Exhibit 14: The Wartime Love Letter That Sealed a Triad Boss’s Fate#

The war ended the way it started—with a piece of paper.

On August 15, 1945, Emperor Hirohito’s voice crackled through radios across the Pacific, speaking words most of his subjects had never heard him say: We have resolved to endure the unendurable. The occupation of Hong Kong was over. Three years, eight months. The Japanese lowered their flags. The British came back. The flagpoles didn’t change.

Namchoi was arrested on September 12, 1945, by officers of the reconstituted Hong Kong Police, acting on intelligence from the British Military Administration. The charge was collaboration with the enemy. The specific allegation: providing information to the Japanese military police that led to the detention, interrogation, and death of civilian internees.

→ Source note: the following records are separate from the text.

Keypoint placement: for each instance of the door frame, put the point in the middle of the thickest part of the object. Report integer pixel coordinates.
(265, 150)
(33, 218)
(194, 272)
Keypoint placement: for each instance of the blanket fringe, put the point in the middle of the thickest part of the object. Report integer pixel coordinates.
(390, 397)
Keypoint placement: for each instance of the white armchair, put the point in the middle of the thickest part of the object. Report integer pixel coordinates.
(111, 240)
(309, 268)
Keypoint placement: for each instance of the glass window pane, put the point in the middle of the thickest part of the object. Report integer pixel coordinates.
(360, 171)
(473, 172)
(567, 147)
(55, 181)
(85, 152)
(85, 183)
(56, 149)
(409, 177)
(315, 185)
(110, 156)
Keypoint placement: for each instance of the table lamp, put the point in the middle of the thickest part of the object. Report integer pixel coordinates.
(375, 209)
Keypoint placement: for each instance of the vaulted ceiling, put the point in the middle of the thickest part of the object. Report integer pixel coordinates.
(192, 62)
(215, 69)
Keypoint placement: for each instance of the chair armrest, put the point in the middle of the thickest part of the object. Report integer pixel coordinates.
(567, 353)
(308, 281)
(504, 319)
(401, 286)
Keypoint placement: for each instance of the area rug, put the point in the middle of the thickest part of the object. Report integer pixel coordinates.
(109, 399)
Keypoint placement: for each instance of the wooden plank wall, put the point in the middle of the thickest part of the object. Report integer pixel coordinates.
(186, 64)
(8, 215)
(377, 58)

He didn’t resist. He was sitting in the mahjong den on Reclamation Street when they showed up—three officers, two Chinese and one British, the British one holding the warrant. The den was empty except for Namchoi and a table with tiles still spread from a game nobody had finished. He looked at the officers, looked at the warrant, and stood up. Didn’t ask to read it. He already knew what it said.

~

The trial took place in March 1946, at the Supreme Court building on Queensway—back to its English name now, the Japanese placard ripped down, the old stone letters showing again. The courtroom was wood-paneled, high-ceilinged, built by the British to project the weight of law. It did the job. The room was designed to make people feel small, and it worked.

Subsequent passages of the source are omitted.